While Dee Dee’s friends and fans sought solace from the fond memories, others equated the loss of half the original Ramones as more sand sifting through punk’s hourglass.
“I’m too sad to even write straight right now,” Daniel, 23, from Brazil wrote to MTV News. “Joey and Dee Dee made a greater contribution to Western culture than most people, even fans, believe. Their work will never fade away like they did.”
“To lose Dee Dee so soon after Joey is unbearable,” noted 42-year-old Lynette from Detroit. “Punk’s not dead yet, but its pulse is getting weaker.”
Dee Dee was more than the Ramones’ bassist. After leaving the Ramones, he continued to write songs for them, formed another band (the Chinese Dragons) and launched a solo career that spawned two albums and a best-of set.

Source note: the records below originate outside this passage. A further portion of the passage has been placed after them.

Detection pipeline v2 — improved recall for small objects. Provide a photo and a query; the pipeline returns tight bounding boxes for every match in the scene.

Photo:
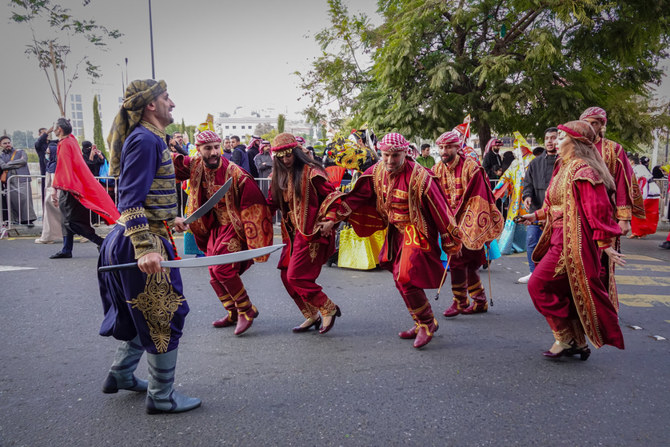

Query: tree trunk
[49,42,65,118]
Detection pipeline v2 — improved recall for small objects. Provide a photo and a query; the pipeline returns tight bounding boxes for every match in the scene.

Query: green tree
[93,95,107,156]
[9,0,121,116]
[165,123,181,135]
[277,113,286,133]
[300,0,670,147]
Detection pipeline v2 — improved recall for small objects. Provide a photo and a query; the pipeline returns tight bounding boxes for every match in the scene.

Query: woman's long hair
[270,146,325,204]
[571,138,616,193]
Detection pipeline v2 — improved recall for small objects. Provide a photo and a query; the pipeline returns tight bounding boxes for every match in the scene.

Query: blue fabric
[98,126,189,354]
[184,231,204,256]
[98,225,189,354]
[498,220,526,255]
[526,225,542,273]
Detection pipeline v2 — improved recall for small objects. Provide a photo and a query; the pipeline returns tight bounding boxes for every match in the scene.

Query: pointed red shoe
[443,301,467,317]
[461,299,489,315]
[398,325,416,340]
[235,306,259,335]
[414,326,433,349]
[212,315,237,328]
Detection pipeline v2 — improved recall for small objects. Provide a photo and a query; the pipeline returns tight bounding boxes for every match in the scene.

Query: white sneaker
[516,273,532,284]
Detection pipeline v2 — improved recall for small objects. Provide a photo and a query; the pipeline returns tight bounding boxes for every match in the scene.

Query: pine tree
[93,95,107,156]
[277,113,286,133]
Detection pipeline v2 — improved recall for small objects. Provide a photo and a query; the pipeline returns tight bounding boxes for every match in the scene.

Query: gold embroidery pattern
[128,270,186,353]
[223,238,242,253]
[309,242,321,262]
[563,160,603,348]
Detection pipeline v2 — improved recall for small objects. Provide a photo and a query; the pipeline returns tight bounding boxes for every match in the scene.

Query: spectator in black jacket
[518,127,558,284]
[35,126,54,202]
[230,135,251,173]
[482,138,503,180]
[247,135,262,178]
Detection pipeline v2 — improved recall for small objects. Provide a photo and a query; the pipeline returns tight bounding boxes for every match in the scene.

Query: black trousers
[58,191,103,245]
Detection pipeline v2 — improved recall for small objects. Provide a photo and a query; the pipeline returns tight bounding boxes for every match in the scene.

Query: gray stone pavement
[0,232,670,446]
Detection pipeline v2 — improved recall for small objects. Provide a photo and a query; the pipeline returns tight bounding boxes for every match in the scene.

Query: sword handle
[98,262,137,273]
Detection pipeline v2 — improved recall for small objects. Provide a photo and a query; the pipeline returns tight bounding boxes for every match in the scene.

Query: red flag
[53,134,121,224]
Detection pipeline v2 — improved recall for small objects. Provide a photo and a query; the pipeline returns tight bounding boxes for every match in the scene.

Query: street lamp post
[149,0,156,79]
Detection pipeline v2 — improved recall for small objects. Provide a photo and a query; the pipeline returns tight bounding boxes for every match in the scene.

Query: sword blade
[98,244,285,272]
[184,178,233,225]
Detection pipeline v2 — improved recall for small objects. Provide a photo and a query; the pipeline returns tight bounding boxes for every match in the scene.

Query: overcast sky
[0,0,376,136]
[0,0,670,137]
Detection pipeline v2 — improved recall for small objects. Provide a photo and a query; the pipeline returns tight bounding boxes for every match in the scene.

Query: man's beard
[205,157,220,169]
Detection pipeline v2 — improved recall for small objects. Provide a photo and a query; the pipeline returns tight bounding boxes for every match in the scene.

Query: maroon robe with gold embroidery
[433,155,503,310]
[595,138,645,220]
[528,159,624,349]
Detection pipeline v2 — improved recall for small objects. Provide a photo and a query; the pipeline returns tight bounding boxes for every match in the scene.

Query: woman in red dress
[522,121,625,360]
[268,133,341,334]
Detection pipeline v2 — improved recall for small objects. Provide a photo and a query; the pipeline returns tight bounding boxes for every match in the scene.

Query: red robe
[321,158,461,289]
[268,165,335,318]
[528,159,624,349]
[52,134,121,224]
[173,155,273,262]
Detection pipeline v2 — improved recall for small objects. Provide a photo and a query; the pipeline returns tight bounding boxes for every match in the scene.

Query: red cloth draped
[326,166,347,188]
[630,199,659,236]
[433,155,504,250]
[321,159,460,289]
[52,134,121,224]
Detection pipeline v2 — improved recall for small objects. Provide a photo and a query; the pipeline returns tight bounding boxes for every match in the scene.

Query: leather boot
[461,295,489,315]
[414,319,438,349]
[146,349,202,414]
[102,335,148,394]
[398,324,419,340]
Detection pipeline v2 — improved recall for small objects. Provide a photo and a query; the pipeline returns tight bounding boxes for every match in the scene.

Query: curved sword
[98,244,286,272]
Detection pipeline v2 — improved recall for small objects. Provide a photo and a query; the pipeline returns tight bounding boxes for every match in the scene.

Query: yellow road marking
[617,261,670,273]
[616,275,670,286]
[624,253,663,262]
[619,293,670,307]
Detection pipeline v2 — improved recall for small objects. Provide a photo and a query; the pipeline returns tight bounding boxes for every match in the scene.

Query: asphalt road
[0,233,670,446]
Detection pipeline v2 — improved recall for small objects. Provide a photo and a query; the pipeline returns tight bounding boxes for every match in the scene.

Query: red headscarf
[579,107,607,124]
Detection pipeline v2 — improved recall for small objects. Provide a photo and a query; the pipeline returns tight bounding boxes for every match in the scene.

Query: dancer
[579,107,645,236]
[320,133,461,348]
[268,133,341,334]
[522,121,625,360]
[173,130,273,335]
[98,79,200,414]
[433,131,503,317]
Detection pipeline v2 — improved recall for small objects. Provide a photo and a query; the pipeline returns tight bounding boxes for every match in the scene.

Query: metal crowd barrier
[0,175,44,229]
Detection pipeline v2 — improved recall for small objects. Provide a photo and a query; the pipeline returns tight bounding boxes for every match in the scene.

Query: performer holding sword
[98,79,281,414]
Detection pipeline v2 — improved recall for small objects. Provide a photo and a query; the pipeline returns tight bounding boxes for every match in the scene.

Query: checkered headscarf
[379,132,409,152]
[435,130,461,146]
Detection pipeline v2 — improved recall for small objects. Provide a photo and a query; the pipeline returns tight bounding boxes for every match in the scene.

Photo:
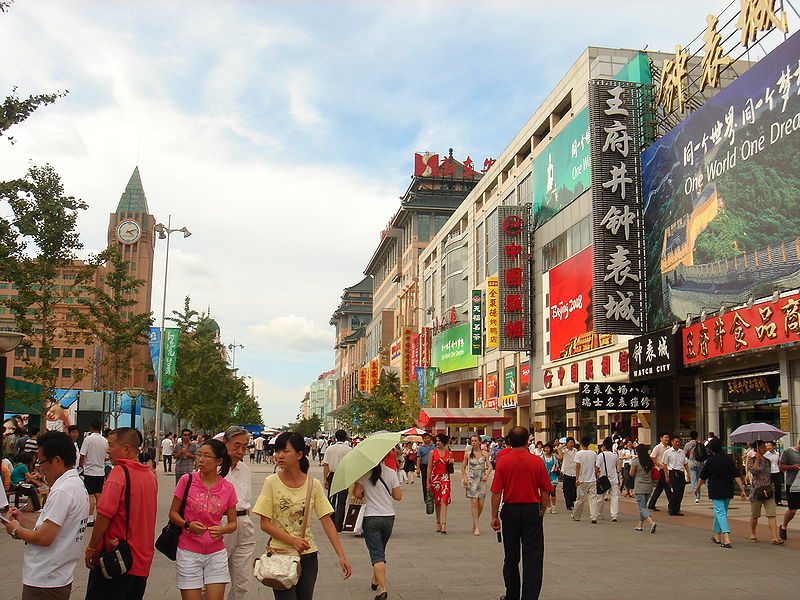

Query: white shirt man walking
[5,431,89,600]
[81,421,108,524]
[222,425,256,600]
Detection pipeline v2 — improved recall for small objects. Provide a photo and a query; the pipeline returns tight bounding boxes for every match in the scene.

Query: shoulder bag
[253,475,314,590]
[97,465,133,579]
[596,452,611,494]
[156,473,193,560]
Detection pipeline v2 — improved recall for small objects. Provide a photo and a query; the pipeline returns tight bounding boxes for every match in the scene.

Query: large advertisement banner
[431,323,478,373]
[533,109,592,227]
[642,34,800,329]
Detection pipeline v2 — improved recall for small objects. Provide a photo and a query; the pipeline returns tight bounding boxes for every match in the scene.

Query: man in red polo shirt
[492,427,552,600]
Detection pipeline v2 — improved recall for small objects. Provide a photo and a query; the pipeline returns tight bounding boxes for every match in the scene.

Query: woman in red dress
[428,433,454,533]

When not strapped with a bass, Dee Dee authored two books: the autobiography Lobotomy: Surviving The Ramones; and a fictionalized account of his last few years in New York, Chelsea Horror Hotel, in which he describes being tormented by the ghosts of friends Sid Vicious, Johnny Thunders and Stiv Bators, as well as various specters that supposedly haunt the infamous hotel. He was working on a third book, Legend of a Rock Star, about his post-Ramones career, when he died.
Dee Dee was also a painter, specializing in a bright, cartoon-ish style, who’s had several pieces of his work displayed in galleries. Additionally, he was a poet, reciting original work at a three-week festival celebrating the Beat Generation, held at the Knitting Factory in Los Angeles in late April.
Throughout his other endeavors, the music didn’t stop, though. He and his solo band were scheduled to play a show at San Francisco’s Pound SF on Saturday (June 8).
“He was a little kid who would get into trouble sometimes, but he always had a great heart, and he was incredibly creative,” said longtime Ramones songwriter and producer Daniel Rey, who claimed Dee Dee sounded “better than ever” when he spoke with him by phone a week ago. The last Rey saw him in person was last month, when he, Dee Dee and C.J. Ramone played a set together at New York’s Roseland.
“He was painting and he was really enjoying that,” Rey continued. “He was writing books and he was going to start working on another record … Dee Dee was always creative and liked to put stuff out — sometimes too quickly, but he always had to be doing something. He just needed to work.”
“Dee Dee Ramone was the Ramones,” summed up Nicole, 15, from Salisbury, North Carolina. “He was everything, more than any of the other Ramones. He was an artist, writer and musician, everything I want to be. I always wanted to meet him. I used to think about what I would say or ask. Now I’ll never have the chance.”